On they went. They passed the door of the room which contained the old chest. Nothing was to be seen; but, turning a sharp corner at the end of one passage leading to another which was apparently a blind alley, they stopped suddenly.

There before them, at the end of this passage, was a faint seam of light, hardly perceptible. There it was, looking as if it came from under a door, but they knew that no door was there. Where could it come from? They looked all round, but could find no clue to the mystery. Marjory shaded the candle with her hand, in case the light might in some way be reflected from it; but no there was the straight narrow seam, shining as before.

They crept along the passage until they stood in front of the wall. They felt cautiously for a handle, but there was none no sign of anything in the shape of a door or entrance of any kind.

A thought struck Blanche.

“Perhaps it’s a secret sliding panel,” she whispered. “I’ve read about them in books. They go by a spring in some way. You have to press in one place, and it slides back. Shall we try?” she said, breathing fast, her eyes large with mingled fear and excitement.

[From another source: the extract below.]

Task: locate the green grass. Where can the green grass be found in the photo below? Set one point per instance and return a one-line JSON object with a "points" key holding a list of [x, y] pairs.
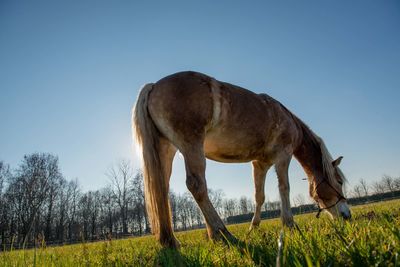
{"points": [[372, 238]]}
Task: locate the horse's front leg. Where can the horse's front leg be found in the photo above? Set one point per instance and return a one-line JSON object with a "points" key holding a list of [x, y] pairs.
{"points": [[195, 164], [259, 172], [282, 169]]}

“Yes, if you’re quite sure you’re not frightened. It might do you harm to be frightened,” said Marjory, whispering very softly. “I could take you back and come again by myself.”

“No, I’m not frightened at least, not much and we must try. What can it be?”

They began to press cautiously against the wall above the crack which showed the light. They tried for some time it seemed hours to them when suddenly, neither of them knowing who had touched the spring, there was a sharp click, the panel flew back, and a flood of light shone out upon them. Blanche’s theory had been correct. It was a secret door, designed by some bygone Hunter in dangerous times.